Dilansir dari situs Sekretariat Kabinet RI, Airlangga menjelaskan bahwa Perppu ini diterbitkan atas dasar kebutuhan mendesak dalam konteks antisipasi kondisi global, baik yang terkait ekonomi maupun geopolitik. “Kebutuhan mendesak untuk mengantisipasi kondisi global terkait dengan krisis ekonomi dan resesi global, serta perlunya peningkatan inflasi, dan ancaman stagflasi,” kata Menko Airlangga dilansir Tempo, Jumat (30/12/2022).

Namun, tahukah anda apa itu Perppu dan perbedaannya dengan peraturan perundang-undangan lainnya?

Dalam dasar konstitusi Indonesia yakni Undang-Undang Dasar 1945 dijelaskan bahwa dalam hal kegentingan yang memaksa, Presiden diberikan hak untuk menetapkan suatu Perppu. Hal ini juga kemudian ditegaskan kembali dalam Undang-Undang Nomor 12 Tahun 2011 tentang Pembentukan Peraturan Perundang-Undangan (UU No. 12/2011)

Guru Besar Ilmu Perundang-Undangan Fakultas Hukum Universitas Indonesia Maria Farida dalam bukunya “Ilmu Perundang-Undangan 1: Jenis, Fungsi dan Materi Muatan” menjelaskan bahwa pada dasarnya Perppu memiliki kewenangan yang sama dengan suatu Peraturan Pemerintah (PP) dimana peraturan perundang-undangan ini dibuat untuk melaksanakan undang-undang (UU).
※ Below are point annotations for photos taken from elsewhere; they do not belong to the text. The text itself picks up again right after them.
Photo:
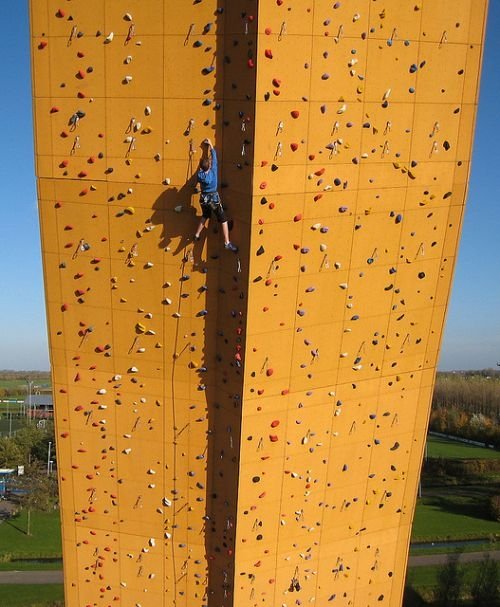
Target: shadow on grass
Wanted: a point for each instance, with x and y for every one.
(473, 504)
(11, 522)
(412, 598)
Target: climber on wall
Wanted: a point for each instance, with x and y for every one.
(209, 198)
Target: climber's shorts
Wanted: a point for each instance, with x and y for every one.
(211, 204)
Hanya saja, penerbitan Perppu didasari dengan adanya suatu “kegentingan yang memaksa.”

Berbicara mengenai hal tersebut, Jimly Asshiddiqie dalam bukunya “Hukum Tata Negara” menjelaskan bahwa setidaknya terdapat 3 (tiga) kriteria dari “kegentingan yang memaksa”, di antaranya:

  1. Adanya keadaan yaitu kebutuhan mendesak untuk menyelesaikan masalah hukum secara cepat berdasarkan Undang-Undang.
  2. Undang-Undang yang dibutuhkan tersebut belum ada sehingga terjadi kekosongan hukum, atau ada Undang-Undang tetapi tidak memadai. Berkaitan dengan aspek ini, Mahfud MD juga menjelaskan bahwa 
  3. Kekosongan hukum tersebut tidak dapat diatasi dengan cara membuat Undang-Undang secara prosedur biasa karena akan memerlukan waktu yang cukup lama sedangkan keadaan yang mendesak tersebut perlu kepastian untuk diselesaikan.
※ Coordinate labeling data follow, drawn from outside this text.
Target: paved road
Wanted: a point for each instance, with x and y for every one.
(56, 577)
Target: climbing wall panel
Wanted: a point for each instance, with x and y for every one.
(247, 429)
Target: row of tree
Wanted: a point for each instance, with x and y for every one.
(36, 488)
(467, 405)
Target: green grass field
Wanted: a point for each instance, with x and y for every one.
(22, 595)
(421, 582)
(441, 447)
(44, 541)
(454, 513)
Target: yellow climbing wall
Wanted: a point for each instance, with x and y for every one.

Walaupun hukum memberikan kewenangan kepada Presiden untuk membentuk Perppu ini tanpa persetujuan DPR, namun berdasarkan Pasal 52 ayat (1) UU No. 12/2011, Perppu harus diajukan kepada DPR sesegera mungkin yakni pada masa sidang pertama DPR setelah Perppu ditetapkan. Hal ini dilakukan guna mendapatkan persetujuan dari DPR akan keberlakukan dari Perppu tersebut.
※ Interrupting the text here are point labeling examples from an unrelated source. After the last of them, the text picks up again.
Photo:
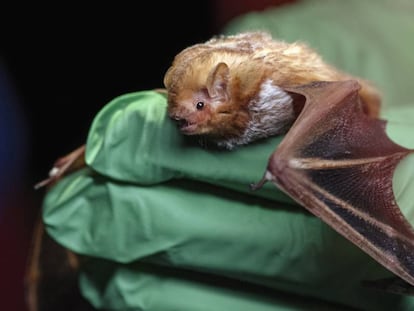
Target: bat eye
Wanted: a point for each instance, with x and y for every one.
(200, 105)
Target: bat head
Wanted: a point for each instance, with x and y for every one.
(200, 101)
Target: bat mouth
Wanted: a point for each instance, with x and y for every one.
(186, 126)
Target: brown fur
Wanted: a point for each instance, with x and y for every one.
(227, 73)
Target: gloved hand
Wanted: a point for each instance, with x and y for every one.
(168, 225)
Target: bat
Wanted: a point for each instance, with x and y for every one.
(338, 163)
(229, 90)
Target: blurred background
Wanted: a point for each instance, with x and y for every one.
(58, 67)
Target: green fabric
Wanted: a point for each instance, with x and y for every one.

Dalam hal ini, suatu Perppu dapat menjadi UU apabila DPR menyetujuinya. Akan tetapi, apabila DPR diketahui justru menolak Perppu tersebut, maka konsekuensinya Perppu ini harus dicabut secara hukum.

Tuai pro kontra di masyarakat

Dilansir Kontan, berkaitan dengan aspek kegentingan yang memaksa, Mahfud MD menjelaskan bahwa saat ini memang terdapat kebutuhan mendesak terbitnya Perppu Cipta Kerja untuk menyelesaikan masalah hukum secara cepat berdasarkan Undang-Undang. Ia menyebut bahwa alasan mendesak penerbitan Peppu Cipta Kerja itu antara lain untuk menghadapi krisis ekonomi global, ancaman inflasi, krisis multi sektor, sehingga pemerintah perlu mengambil langkah strategis secepatnya. “Kalau menunggu akan ketinggalan mengantisipasi,” kata Mahfud dilansir Kontan, Senin (02/01/2023).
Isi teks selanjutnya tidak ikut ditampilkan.